6. Joel & Ethan Coen

The Coen Brothers have been making films together since 1984, and across more than fifteen features, their audience scores form an almost absurdly consistent line. Fargo (88%), The Big Lebowski (86%), No Country for Old Men (86%), True Grit (80%) -- these are not flukes, they are a pattern. Even their more eccentric offerings like Barton Fink (81%) and A Serious Man (67%) maintained audience interest. Their range is part of what keeps the scores high: a Coen Brothers comedy and a Coen Brothers thriller feel like they come from entirely different filmmakers, which means audiences never feel like they are watching the same movie twice.

7. Quentin Tarantino

Tarantino has publicly committed to retiring after ten films, and if he holds to that promise, he may close out a career with a perfect audience record. Pulp Fiction (91%), Kill Bill: Vol. 1 (90%), Inglourious Basterds (88%), Django Unchained (91%), Once Upon a Time in Hollywood (74%) -- audiences have consistently shown up for his signature blend of sharp dialogue, nonlinear storytelling, and stylized violence.
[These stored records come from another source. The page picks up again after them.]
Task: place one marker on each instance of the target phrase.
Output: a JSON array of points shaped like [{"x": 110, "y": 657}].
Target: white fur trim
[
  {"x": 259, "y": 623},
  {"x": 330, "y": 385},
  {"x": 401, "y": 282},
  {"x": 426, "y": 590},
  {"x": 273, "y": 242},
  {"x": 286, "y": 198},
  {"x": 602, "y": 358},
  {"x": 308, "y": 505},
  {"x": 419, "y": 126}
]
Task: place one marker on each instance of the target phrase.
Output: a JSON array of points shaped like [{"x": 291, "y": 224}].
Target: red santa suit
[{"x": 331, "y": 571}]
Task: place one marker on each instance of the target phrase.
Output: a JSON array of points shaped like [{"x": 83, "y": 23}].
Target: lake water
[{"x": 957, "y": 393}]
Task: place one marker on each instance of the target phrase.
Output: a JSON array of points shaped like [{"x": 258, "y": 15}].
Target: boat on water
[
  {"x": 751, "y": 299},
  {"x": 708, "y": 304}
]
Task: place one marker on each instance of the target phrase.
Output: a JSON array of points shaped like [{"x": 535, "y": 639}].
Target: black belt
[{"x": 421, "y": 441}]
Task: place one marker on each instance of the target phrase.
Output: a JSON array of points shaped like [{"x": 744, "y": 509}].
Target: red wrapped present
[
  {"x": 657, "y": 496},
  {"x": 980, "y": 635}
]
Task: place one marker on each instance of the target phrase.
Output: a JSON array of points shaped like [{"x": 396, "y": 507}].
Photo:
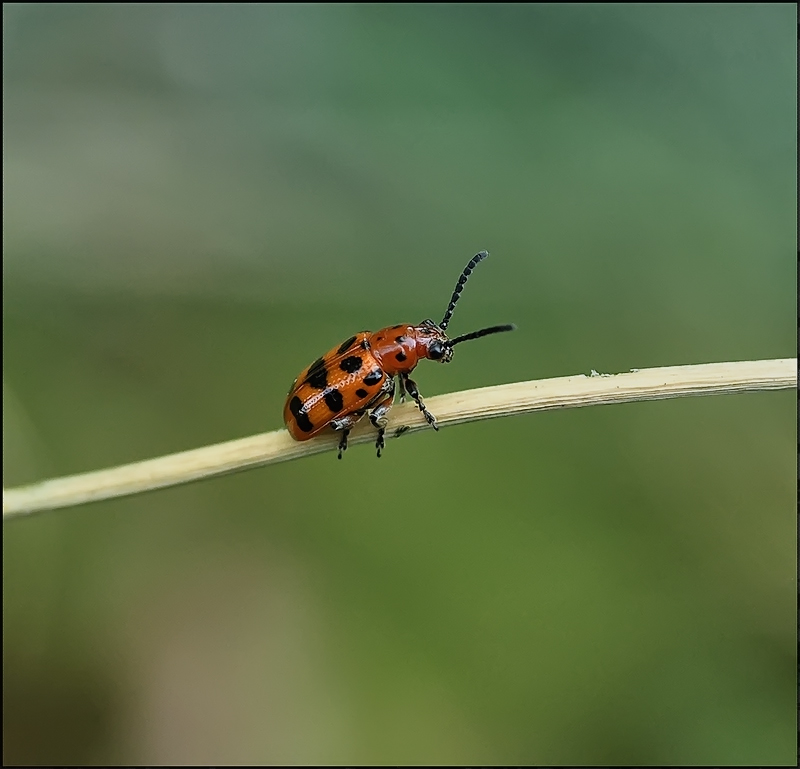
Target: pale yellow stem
[{"x": 450, "y": 409}]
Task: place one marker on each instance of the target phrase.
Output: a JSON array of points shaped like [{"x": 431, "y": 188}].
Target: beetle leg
[
  {"x": 413, "y": 391},
  {"x": 344, "y": 424},
  {"x": 379, "y": 419}
]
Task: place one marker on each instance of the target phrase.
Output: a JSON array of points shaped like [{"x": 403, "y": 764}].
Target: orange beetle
[{"x": 358, "y": 376}]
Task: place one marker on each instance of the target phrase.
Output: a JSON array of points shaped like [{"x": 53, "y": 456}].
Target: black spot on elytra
[
  {"x": 346, "y": 345},
  {"x": 303, "y": 422},
  {"x": 334, "y": 400},
  {"x": 373, "y": 377},
  {"x": 318, "y": 374},
  {"x": 351, "y": 364}
]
His "weakest" film by audience score is Once Upon a Time in Hollywood (74%), which is still a film that the majority of viewers actively enjoyed. Tarantino's audience loyalty is partly about trust: people know exactly the kind of movie they are getting, and he delivers on that promise every single time.

8. Martin Scorsese

Scorsese's career stretches back to the early 1970s, and while his filmography is enormous, his modern-era track record is remarkably clean. Goodfellas (89%), The Departed (91%), The Wolf of Wall Street (90%), The Irishman (84%), Killers of the Flower Moon (66%) -- even his longest and most demanding films hold strong audience approval. It is worth noting that Scorsese makes films that regularly run past three hours and deal with morally reprehensible characters, which typically tanks audience scores. The fact that he consistently clears the bar anyway speaks to a mastery of pacing and character work that keeps viewers locked in regardless of runtime or subject matter.

9. Edgar Wright

Wright might have the most fun filmography on this list. Shaun of the Dead (92%), Hot Fuzz (85%), Scott Pilgrim vs. the World (85%), The World's End (81%), Baby Driver (84%), Last Night in Soho (74%) -- every single one cleared the audience approval threshold. Wright's visual comedy style is essentially unique in modern cinema. He edits and frames jokes the way action directors frame fight scenes, with precise timing and kinetic energy that rewards rewatching. Even when a film like Last Night in Soho divided critics, audiences still came away broadly satisfied. His average sits around 83%, and his floor has never cracked below the approval line.

10. Wes Anderson

Anderson is perhaps the most stylistically distinctive director working today, and that distinctiveness has never cost him audience goodwill. The Royal Tenenbaums (89%), The Grand Budapest Hotel (88%), Fantastic Mr. Fox (86%), Moonrise Kingdom (89%), The French Dispatch (71%) -- even his most self-indulgent work maintains a base of audience support. The symmetrical compositions, pastel color palettes, and deadpan humor could easily alienate mainstream viewers, but Anderson consistently finds genuine emotional cores beneath the aesthetic precision. His weakest film by audience score is still a film that the majority of its viewers actively liked, which is more than most "accessible" blockbuster directors can claim.

The Common Thread

What unites these ten filmmakers is not style, genre, or nationality -- it is intentionality. Every one of them is known for exerting unusual control over their productions. They write or co-write their own scripts. They work with recurring collaborators who understand their vision. They fight for final cut. And most importantly, they seem genuinely incapable of phoning it in. Even their "lesser" works feel like films made by someone who cared deeply about every frame. Audiences can sense that, and they reward it with their approval -- consistently, film after film, decade after decade.